Berlin:Völlig verstrahlt

In Berlin wurden Falschspieler verhaftet, die Karten mit radioaktivem Material präpariert haben.

Von Verena Mayer

Eine dubiose Bar, gezinkte Spielkarten und eine radioaktive Substanz - das ist der Stoff, aus dem Agentenfilme sind. In der Hauptstadt gehört all dies jedoch zu einem realen Kriminalfall. Er ist angesiedelt im illegalen Glücksspielmilieu und handelt von der Frage, wozu Kartenspieler fähig sind.

Alles begann vor einem Jahr in einer Müllverbrennungsanlage in Rüdersdorf bei Berlin. Dort wurde eine radioaktive Belastung festgestellt, die Spur führte zu einem Müllauto mit Abfall aus Berlin-Lichtenberg. Darin 13 ausgestanzte Kreise aus Skat-Karten, die mit Jod 125 präpariert waren, wie es in der Strahlenmedizin verwendet wird. Die These der Ermittler: Die Spielkarten lagen in einem Stapel verdeckt auf dem Tisch. Wie beim Roulette musste auf eine Farbe getippt werden, wobei ein Spieler einen Detektor am Leib trug, der dann bei der radioaktiv gezinkten Karte anschlug. Mehr weiß die Polizei noch nicht, auch die Rolle einer 41-jährigen Betreiberin einer Bar, in der mit den verseuchten Spielkarten gezockt worden sein soll, ist noch unklar. Gegen die Frau wird ermittelt, die radioaktiv belasteten Räume wurden von den Strahlenschutz-Behörden gereinigt. Die Berliner Lokalzeitung B. Z. spricht von "Atom-Poker".
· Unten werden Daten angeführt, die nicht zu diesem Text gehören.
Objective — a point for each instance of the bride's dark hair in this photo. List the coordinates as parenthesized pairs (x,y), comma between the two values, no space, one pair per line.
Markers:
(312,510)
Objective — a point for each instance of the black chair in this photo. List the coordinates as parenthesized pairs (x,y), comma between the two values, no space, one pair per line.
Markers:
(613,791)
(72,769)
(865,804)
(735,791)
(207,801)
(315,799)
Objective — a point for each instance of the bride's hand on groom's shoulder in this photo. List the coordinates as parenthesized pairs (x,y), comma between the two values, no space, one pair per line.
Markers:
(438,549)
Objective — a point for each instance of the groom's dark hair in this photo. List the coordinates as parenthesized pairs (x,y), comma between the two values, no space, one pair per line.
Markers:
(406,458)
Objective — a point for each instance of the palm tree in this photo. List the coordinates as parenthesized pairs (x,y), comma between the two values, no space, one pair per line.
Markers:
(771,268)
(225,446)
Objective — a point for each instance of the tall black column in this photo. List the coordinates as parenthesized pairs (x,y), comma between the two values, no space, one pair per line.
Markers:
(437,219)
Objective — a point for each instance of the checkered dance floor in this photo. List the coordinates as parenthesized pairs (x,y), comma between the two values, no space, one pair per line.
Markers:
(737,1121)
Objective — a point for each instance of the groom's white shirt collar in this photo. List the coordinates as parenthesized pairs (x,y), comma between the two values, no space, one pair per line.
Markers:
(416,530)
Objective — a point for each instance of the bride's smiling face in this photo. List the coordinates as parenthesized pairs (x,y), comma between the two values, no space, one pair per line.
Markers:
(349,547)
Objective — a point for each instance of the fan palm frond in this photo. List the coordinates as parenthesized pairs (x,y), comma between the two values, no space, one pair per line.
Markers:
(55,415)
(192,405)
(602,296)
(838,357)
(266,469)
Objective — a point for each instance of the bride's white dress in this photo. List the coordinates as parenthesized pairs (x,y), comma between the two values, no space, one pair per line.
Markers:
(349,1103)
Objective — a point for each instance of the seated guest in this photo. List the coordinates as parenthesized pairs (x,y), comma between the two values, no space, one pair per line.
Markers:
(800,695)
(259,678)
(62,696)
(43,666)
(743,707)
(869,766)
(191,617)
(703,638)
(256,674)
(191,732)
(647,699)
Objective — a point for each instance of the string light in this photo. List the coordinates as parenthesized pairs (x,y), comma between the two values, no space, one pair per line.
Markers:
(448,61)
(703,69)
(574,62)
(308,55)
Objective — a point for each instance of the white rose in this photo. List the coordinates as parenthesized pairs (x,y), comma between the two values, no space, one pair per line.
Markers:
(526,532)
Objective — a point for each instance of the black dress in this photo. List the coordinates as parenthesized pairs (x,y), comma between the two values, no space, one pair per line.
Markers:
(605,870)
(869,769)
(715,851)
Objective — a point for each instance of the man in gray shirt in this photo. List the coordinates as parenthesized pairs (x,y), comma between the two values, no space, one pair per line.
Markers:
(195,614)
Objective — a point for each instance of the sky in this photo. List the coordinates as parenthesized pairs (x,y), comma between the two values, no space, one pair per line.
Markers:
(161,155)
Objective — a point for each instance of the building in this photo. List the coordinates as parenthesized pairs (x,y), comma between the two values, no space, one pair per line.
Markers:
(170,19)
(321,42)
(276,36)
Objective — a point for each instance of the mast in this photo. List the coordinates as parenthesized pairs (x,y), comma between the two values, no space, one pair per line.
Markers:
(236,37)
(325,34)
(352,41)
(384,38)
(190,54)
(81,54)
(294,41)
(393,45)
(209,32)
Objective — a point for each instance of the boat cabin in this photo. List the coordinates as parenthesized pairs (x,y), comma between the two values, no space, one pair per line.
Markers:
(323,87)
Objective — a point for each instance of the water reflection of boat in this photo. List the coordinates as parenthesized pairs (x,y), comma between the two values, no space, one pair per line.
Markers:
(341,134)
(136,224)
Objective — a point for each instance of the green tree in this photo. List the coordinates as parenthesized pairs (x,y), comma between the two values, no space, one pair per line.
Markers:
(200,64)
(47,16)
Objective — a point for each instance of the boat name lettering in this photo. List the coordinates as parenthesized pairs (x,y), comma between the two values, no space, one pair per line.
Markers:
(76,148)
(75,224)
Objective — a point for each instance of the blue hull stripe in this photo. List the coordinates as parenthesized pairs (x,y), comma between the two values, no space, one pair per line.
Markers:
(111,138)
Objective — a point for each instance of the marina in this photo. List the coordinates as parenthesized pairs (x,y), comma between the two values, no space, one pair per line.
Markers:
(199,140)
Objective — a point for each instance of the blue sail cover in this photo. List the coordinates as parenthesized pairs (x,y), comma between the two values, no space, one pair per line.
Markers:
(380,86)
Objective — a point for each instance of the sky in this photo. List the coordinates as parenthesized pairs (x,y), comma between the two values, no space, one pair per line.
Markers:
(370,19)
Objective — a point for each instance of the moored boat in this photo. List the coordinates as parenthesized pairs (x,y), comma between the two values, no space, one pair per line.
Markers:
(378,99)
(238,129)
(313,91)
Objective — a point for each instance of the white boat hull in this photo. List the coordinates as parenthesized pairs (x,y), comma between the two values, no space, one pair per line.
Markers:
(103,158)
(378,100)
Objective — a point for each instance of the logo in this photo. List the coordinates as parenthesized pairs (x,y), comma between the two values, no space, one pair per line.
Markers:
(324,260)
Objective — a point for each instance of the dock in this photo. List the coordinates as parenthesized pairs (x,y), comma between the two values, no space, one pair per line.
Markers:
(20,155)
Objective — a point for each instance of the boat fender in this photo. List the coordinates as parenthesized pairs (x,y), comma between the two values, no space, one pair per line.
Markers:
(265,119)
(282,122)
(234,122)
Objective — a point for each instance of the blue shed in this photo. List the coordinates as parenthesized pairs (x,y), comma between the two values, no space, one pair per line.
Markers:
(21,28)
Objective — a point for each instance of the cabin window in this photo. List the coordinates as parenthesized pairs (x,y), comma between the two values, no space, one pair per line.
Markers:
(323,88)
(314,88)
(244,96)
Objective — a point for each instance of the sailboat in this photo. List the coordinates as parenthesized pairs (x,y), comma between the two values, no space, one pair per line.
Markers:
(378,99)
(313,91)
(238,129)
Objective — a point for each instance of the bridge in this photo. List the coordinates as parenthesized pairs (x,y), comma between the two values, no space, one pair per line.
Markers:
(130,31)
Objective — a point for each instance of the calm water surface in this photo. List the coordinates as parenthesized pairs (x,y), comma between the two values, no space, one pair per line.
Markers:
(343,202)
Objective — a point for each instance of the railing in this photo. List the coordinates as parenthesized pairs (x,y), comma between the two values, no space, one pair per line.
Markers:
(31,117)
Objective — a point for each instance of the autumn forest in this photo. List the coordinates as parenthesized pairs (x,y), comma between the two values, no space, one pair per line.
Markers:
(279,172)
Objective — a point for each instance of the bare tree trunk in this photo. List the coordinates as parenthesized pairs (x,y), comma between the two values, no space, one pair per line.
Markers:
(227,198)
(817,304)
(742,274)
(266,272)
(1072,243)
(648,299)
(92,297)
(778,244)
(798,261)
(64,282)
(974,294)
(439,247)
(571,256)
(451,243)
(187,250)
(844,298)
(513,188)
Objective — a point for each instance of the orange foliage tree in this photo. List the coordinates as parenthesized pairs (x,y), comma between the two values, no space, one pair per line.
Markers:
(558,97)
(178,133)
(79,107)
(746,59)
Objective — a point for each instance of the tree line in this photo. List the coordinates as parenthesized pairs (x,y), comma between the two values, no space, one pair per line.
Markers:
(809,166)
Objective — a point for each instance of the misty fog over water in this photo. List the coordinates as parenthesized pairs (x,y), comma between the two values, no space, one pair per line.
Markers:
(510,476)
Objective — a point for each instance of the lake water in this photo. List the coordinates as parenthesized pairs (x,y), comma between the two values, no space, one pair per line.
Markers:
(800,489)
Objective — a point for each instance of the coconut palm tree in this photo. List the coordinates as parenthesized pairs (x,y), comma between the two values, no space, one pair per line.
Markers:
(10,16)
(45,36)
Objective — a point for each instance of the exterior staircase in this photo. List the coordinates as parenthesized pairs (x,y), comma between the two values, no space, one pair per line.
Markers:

Gibt es solche Tricks öfter? Frage an Günter Münstermann, er ist Vorstandsvorsitzender des Bundesverbandes deutscher Spielbanken und Geschäftsführer der Spielbank Berlin; er hat viel gesehen in seinem Leben. Mechanische Spielautomaten, die mit Fäden manipuliert wurden, Pokerspieler, hinter denen sich jemand aufstellte, um das Blatt mit Zeichen an den Gegner zu verraten. Generell sei es aber schwer, im Casino zu betrügen, sagt Münstermann. Nur der Croupier komme an die Kartenstapel heran, bei Black Jack dürfen die Spieler die ausgeteilten Karten nicht einmal berühren. Dazu seien Detektive unterwegs, in den Casinos gebe es Videoüberwachung, und die Ergebnisse der Kartenspiele würden mit dem Computer ausgewertet. Sind am Ende keine oder seltsame Schwankungen festzustellen, sei etwas foul. Münstermann weiß von einem Fall mit gezinkten Karten: Da wurden Spielkarten mit einer Substanz präpariert, die nur mit einer Infrarotbrille zu erkennen war, "da muss aber ein Mitarbeiter mitgemacht haben". Bekannt ist auch die so genannte "Poussette"-Masche beim Roulette: Trickbetrüger lenken den Croupier in dem Moment, in dem die Kugel auf ihre Zahl rollt, ab und setzen schnell einen Betrag auf die nun bekannte Zahl.

Das Technologie-Magazin Wired recherchierte wiederum, dass Russland seit einigen Jahren ein Experimentierfeld für Casino-Betrügereien aller Art sei. Die Methoden bestehen demnach darin, die Programme von elektronischen Automaten zu hacken oder die Automaten in den Spielhallen so lange zu beobachten oder mit dem Smartphone zu filmen, bis sich daraus ein Gewinnschema ablesen und gewinnbringend vorhersagen lässt.